While Kucinich made some valid points, and pointed out that the Brown victory shouldn't be interpreted as a “victory for the right or a loss for the left,” he nevertheless conceded that Massachusetts was indicating its dissatisfaction with Washington. He failed to point out that the failure of the healthcare reform bill – as well as other progressive agendas – was almost entirely the fault of the right, the “Party of No,” which failed to either support it or propose viable alternatives.

O'Reilly blustered that the liberal media is getting “hammered,” and Kucinich argued that they're getting “misrepresented.” Kucinich went on to say that liberals want to help people rise up, and that the proposed bills aren't sufficient to do that. Kucinich brought up the subject of war, and its role in the expansion of government, which O'Reilly, predictably, pooh-poohed as “different.” Kucinich let the opportunity to show the hypocrisy of the right pass, and gave O'Reilly a pass as well.
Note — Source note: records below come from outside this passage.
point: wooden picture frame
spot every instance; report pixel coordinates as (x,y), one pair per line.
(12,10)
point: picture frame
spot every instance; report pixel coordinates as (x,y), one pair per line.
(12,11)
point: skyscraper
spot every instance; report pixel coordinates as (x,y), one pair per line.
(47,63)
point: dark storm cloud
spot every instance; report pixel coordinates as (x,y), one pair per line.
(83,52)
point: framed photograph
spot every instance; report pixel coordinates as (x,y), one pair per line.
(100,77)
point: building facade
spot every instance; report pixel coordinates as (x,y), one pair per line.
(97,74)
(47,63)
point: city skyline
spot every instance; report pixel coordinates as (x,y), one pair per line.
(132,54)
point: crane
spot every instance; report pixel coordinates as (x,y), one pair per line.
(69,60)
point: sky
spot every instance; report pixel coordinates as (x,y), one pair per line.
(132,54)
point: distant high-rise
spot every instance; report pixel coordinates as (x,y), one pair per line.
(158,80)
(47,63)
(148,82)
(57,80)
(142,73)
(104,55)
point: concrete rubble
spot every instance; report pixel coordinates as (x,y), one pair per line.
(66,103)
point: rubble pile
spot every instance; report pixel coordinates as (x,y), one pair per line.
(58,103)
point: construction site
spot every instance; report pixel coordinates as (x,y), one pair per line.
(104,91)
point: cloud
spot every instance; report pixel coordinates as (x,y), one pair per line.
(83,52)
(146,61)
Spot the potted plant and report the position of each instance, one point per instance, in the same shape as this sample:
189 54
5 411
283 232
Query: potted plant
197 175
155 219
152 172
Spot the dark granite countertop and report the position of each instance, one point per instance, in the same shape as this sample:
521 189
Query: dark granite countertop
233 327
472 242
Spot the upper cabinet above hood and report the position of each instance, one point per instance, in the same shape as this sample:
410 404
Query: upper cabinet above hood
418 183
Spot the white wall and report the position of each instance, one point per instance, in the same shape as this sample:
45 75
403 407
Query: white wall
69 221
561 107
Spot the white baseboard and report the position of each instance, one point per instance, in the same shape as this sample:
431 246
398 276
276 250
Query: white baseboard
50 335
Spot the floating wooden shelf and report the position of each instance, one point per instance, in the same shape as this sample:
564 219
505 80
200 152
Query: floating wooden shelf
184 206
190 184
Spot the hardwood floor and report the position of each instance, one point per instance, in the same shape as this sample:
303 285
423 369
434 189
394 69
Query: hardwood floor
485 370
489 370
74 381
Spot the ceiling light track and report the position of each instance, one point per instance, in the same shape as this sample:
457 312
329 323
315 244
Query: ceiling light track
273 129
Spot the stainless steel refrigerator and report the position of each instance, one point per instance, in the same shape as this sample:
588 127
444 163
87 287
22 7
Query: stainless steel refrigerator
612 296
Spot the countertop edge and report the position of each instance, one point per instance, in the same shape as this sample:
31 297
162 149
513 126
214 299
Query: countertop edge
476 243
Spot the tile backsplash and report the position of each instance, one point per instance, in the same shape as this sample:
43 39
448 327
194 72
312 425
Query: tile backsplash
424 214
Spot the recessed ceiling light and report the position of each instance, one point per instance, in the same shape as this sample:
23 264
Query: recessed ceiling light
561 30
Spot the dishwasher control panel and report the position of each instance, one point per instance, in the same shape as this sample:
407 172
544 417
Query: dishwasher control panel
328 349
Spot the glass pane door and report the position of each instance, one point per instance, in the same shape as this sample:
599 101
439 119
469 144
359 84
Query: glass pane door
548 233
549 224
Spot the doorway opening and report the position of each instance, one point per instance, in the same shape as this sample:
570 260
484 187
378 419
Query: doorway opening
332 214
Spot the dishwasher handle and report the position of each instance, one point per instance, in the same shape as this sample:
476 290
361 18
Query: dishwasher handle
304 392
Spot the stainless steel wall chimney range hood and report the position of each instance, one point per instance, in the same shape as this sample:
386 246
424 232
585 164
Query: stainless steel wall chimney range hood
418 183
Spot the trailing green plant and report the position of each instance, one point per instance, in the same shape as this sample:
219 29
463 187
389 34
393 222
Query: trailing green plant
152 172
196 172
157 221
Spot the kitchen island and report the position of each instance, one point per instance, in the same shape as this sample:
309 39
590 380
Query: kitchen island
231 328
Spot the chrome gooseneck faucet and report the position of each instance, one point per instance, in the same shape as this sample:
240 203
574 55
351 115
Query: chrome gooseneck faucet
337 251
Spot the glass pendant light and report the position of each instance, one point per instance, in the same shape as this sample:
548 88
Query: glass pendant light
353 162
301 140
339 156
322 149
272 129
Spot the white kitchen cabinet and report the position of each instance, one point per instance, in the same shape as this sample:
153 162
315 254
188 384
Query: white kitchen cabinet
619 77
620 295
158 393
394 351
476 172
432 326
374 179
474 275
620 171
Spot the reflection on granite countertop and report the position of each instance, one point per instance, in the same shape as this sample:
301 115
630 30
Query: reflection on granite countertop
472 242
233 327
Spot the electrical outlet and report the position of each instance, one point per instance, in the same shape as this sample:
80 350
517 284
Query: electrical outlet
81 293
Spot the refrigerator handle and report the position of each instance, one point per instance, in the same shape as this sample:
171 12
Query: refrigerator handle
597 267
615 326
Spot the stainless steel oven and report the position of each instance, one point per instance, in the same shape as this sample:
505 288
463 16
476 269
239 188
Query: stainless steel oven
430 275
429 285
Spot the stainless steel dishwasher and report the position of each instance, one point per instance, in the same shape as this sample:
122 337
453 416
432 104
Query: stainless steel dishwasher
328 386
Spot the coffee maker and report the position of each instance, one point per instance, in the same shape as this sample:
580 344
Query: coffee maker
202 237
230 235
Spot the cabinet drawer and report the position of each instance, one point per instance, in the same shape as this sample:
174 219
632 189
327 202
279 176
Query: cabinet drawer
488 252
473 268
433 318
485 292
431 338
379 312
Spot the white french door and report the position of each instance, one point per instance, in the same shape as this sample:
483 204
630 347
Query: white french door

Kucinich attempted a weak push-back, cautioning O'Reilly, “Fox and its success, fine, but you don't have to be defensive about it.”

“I'm not defensive, I'm celebratory!” O'Reilly gloated.

“ . . . if you're really being successful you don't have to . . . degrade the other people,” Kuchinic scolded.

It was clear O'Reilly knew he didn't have to waste much energy on arguing with Kucinich, and went on to say that all of the liberal media, “the whole gamut” – NBC News, Air America – is all going down the tubes.

Kucinich stated, correctly, “We need diversity of expression in the Democratic society . . . .”

O'Reilly then made the outlandish claim that, “We have that on Fox . . . you know how much diversity of opinion we have on Fox because you're on it all the time.”

And Kucinich, absolutely and, in my opinion, deliberately, chose not to dispute this ludicrous statement, saying instead, “I appreciate . . . I'm here, I'm not arguing with that obviously, here I am – but . . . be careful about . . . crowing . . . people are gonna start calling for the Fairness Doctrine to come back . . . .”

Are you serious? The Fairness Doctrine? Is that really what we're worried about here? I'd love to do a re-take on that whole last exchange, because Kucinich, when he finished gasping for breath after his five minutes of belly laughter, should have mentioned to O'Reilly that Fox has no liberal hosts or anchors (as opposed to MSNBC, who can claim conservative Morning Joe Scarborough) . . . has three conservatives whose names have been bandied about as presidential hopefuls in 2012 working as Fox News contributors . . . practically threw a party on the air after Scott Brown won in Massachusetts . . . has allowed ridiculous misinformation like death panels and reeducation camps to take root on its network . . . has systematically taken on members of the Obama Administration (such as Van Jones and Kevin Jennings) and liberal organizations that pose a threat to the right (ACORN, anybody?) . . . and has made itself literally filibuster-proof by stacking up right-wing talking heads, and paying lip service to “fair and balanced” by largely bringing on only Dems like Kucinich – whose idea of a push-back against the unbelievably bold Fox News right-wing bias consists of invoking the friggin' Fairness Doctrine.

I think the key to this whole thing is O'Reilly's statement to Kucinich that “you're on it [Fox] all the time.” Clearly, Kucinich wants to keep the gig. Clearly, Kucinich has a nice little fence set up in Fox News studios that he likes to ride. And clearly, Kucinich doesn't view his appearances on Fox as an opportunity to aid his party, the Obama Administration, or the left-wing faction that Fox is trying to take down. If there's such a thing as “situational integrity,” Kucinich nailed it.